I think that Ford told Bush exactly what he wanted to hear; that he supported him. This despite the reservations he expressed to Woodward. And indeed, the fact that he embargoed the interview with Woodward would seem to support that contention. But Ford was if nothing else, a man who treasured loyalty. It is not surprising that he would suppress his misgivings about Iraq while he was alive.
Make sure you read DeFrank’s article about his last visit with the ex-President. It is an uncommonly frank portrayal of a man who knows he doesn’t have long to live and, with misty eyed reflection, watches as the highlights of his life roll past him.
5:42 pm
[...] In July 2004 he told Woodward that he wouldn’t have invaded, a position Woodward equates with saying the war was “not justified,” which isn’t necessarily true.

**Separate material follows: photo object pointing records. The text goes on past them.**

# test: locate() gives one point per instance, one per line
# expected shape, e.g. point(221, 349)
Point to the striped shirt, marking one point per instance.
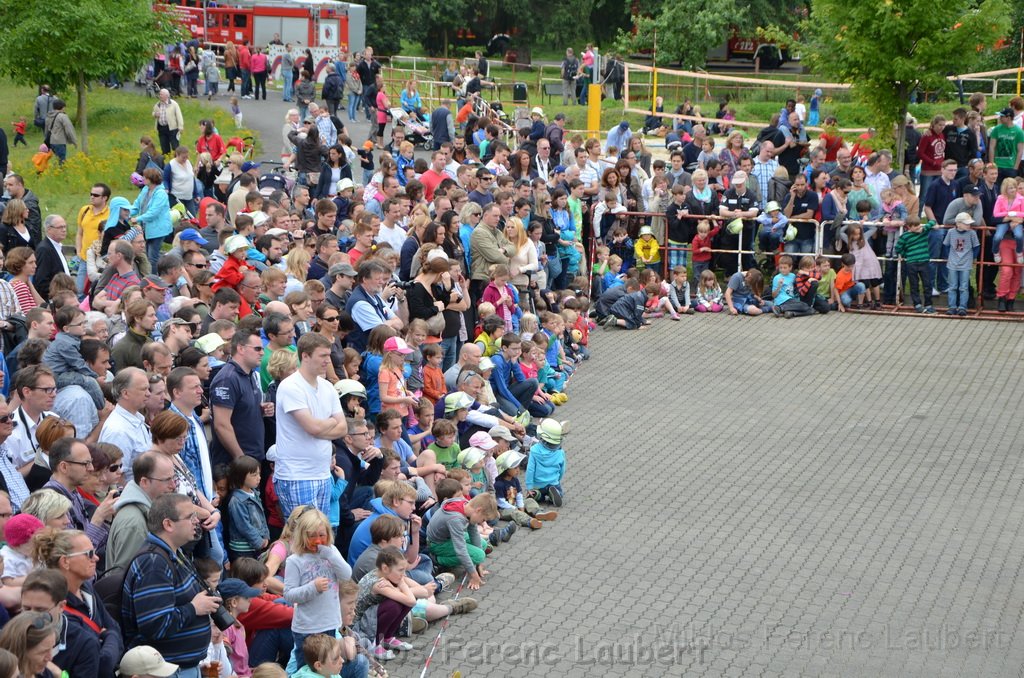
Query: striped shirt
point(913, 246)
point(157, 607)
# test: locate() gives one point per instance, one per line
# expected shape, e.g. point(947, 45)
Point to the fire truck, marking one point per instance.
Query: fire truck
point(328, 24)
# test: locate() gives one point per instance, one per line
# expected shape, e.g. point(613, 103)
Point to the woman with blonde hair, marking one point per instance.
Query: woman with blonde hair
point(49, 506)
point(525, 253)
point(32, 638)
point(297, 266)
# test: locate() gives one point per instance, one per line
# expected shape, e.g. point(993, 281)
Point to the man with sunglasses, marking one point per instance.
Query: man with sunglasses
point(37, 388)
point(238, 403)
point(126, 426)
point(71, 463)
point(165, 603)
point(154, 476)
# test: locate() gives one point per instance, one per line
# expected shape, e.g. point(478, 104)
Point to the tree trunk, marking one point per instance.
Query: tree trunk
point(83, 117)
point(900, 152)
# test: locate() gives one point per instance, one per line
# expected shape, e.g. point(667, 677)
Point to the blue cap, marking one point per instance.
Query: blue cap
point(229, 588)
point(194, 236)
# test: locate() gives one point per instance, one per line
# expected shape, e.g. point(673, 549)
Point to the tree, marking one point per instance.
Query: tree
point(71, 43)
point(686, 30)
point(889, 48)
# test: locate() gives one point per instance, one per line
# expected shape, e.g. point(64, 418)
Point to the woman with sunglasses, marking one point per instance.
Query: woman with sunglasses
point(329, 324)
point(169, 431)
point(71, 553)
point(32, 637)
point(104, 476)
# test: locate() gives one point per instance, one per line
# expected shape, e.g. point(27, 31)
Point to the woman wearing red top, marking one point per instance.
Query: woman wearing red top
point(832, 143)
point(931, 152)
point(210, 141)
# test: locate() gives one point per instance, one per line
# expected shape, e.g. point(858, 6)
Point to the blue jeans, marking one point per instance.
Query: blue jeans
point(855, 291)
point(60, 151)
point(554, 269)
point(357, 668)
point(289, 82)
point(451, 348)
point(677, 257)
point(1000, 232)
point(369, 107)
point(960, 285)
point(153, 251)
point(937, 251)
point(270, 645)
point(423, 573)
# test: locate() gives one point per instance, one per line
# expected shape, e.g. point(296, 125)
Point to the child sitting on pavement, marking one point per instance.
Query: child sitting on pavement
point(629, 311)
point(742, 295)
point(454, 535)
point(783, 285)
point(512, 504)
point(546, 467)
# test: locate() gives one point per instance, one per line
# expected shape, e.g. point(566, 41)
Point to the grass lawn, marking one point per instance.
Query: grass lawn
point(117, 120)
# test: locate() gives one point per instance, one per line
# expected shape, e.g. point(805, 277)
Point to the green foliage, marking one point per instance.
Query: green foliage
point(70, 43)
point(119, 119)
point(889, 48)
point(708, 25)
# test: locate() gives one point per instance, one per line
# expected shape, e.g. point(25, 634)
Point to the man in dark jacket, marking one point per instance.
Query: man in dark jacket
point(333, 89)
point(88, 638)
point(165, 603)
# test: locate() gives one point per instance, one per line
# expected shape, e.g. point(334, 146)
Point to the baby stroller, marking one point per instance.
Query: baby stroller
point(417, 133)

As I read the two pieces, it sounds like Ford thought either sanctions or war might be justified, albeit not by the threat from WMDs; that sanctions were by far the better option of the two (and the one he would have chosen); and that in any case, he supported the mission once Bush made the decision to go even if he didn’t personally agree with it — a level of nuance that oddly seems to elude so many of our more nuanced patriots these days. Or maybe Moran’s right and Ford was just telling Bush what he wanted to hear. That would be neither saintly nor sagacious of him, but then, neither was embargoing an interview until his death because he didn’t want to take heat for it. [...]
12:19 pm
Hot Ait did a good job of clarifying the apprent contradictions of Ford’s quotes. He was aginst the invation, but supported the effort once underway.
I have to disagree with DeFranks’ conclusion, though. Being a man of loyalty to the USA and the office of the President, Ford did not want to publicly criticize the sitting President while he was still in office. He asked that his opinion be withheld until his death, I think, because he didn’t think he would die before Bush’s term expired. Unfortunately, he did die and did criticize the current President.